Portland Restaurant Republica Is Getting a New Chef
One of Portland’s most acclaimed restaurants is changing things up and bringing in a new chef to lead the kitchen. On Thursday, June 12, Dani Morales, the executive chef at De Noche, will take over at the popular tasting-menu restaurant República. There will be other changes at the Old Town destination, as its prix fixe menu will be pared down from 10 courses to seven, and diners will for the first time in years be able to order from an a la carte menu.
Morales has risen rapidly in the República and Co. restaurant group. In an email, co-owner Angel Medina said that Morales started at the (now closed) bakery Matutina in 2022, then switched over to Lilia Comedor later that year. In 2023, she took over De Noche and took “what was once a concept struggling to find its own identity among the República group and bringing the restaurant and its sister bar Comala to new heights,” Medina said.
“She cooks very much from the heart,” says co-owner Olivia Bartruff. “Her focus is always on making things that are delicious and approachable and that make people happy.” She’s also incredibly skillful. “I remember a moment when she was breaking open uni, and the person delivering it said, ‘I’ve never seen anyone break open uni that quickly. Can I take a video to show all the other chefs in town?’”
De Noche has a masa-focused menu; the team there nixtamalizes corn imported from Mexico. Morales will bring that focus to República, and she’ll also be bringing her birria, a family recipe that some De Noche regulars come for every week, Bartruff says.
Bartruff describes the 10-course tasting menu at República as “a long journey” and a “cerebral experience” for guests. Switching to seven courses will bring the price tag down slightly (to $120), and it will also be a bit more approachable.
The service at República will not change — Bartruff is proud that many guests compliment the servers for their warmth, which is not universal at high-end restaurants. República is also known for the stories that accompany every dish, which connect the food to the history and culture of Mexico. If you order the tasting menu, those stories create a “narrative arc” exploring what Mexican food means. If you order a dish a la carte, you’ll get the story of the dish, but not the whole narrative.

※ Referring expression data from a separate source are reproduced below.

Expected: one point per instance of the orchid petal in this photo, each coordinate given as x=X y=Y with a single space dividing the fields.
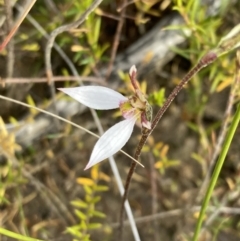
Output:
x=111 y=141
x=96 y=97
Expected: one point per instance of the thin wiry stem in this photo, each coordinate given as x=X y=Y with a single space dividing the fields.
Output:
x=54 y=78
x=116 y=40
x=223 y=131
x=17 y=24
x=10 y=46
x=178 y=212
x=50 y=43
x=96 y=119
x=62 y=29
x=205 y=61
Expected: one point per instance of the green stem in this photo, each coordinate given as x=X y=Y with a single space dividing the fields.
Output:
x=8 y=233
x=217 y=170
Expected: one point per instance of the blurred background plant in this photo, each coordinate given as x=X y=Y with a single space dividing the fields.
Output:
x=39 y=194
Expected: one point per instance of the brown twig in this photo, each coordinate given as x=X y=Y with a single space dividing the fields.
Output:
x=116 y=40
x=205 y=61
x=223 y=131
x=15 y=27
x=62 y=29
x=10 y=47
x=179 y=212
x=153 y=179
x=50 y=43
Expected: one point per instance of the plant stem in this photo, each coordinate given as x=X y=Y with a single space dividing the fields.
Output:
x=217 y=170
x=205 y=61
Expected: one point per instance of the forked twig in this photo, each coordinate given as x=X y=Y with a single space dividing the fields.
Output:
x=205 y=61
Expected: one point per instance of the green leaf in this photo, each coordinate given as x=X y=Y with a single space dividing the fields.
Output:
x=80 y=214
x=79 y=204
x=11 y=234
x=88 y=190
x=94 y=225
x=98 y=214
x=101 y=188
x=96 y=199
x=96 y=32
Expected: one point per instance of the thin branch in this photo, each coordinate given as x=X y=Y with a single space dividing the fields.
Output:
x=10 y=47
x=223 y=131
x=205 y=61
x=62 y=29
x=16 y=26
x=60 y=118
x=50 y=43
x=116 y=40
x=179 y=212
x=96 y=119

These shifts to República, Bartruff says, may return it to what the restaurant was when it opened in 2020, when it served lunch and the tasting menu was only a part of what it did. “De Noche, in many ways, is similar to what República was at its inception,” she says. “Bringing the chef and some of the ethos of De Noche to República, it will give us the perfect middle ground of where we were and where we’ve come to be.”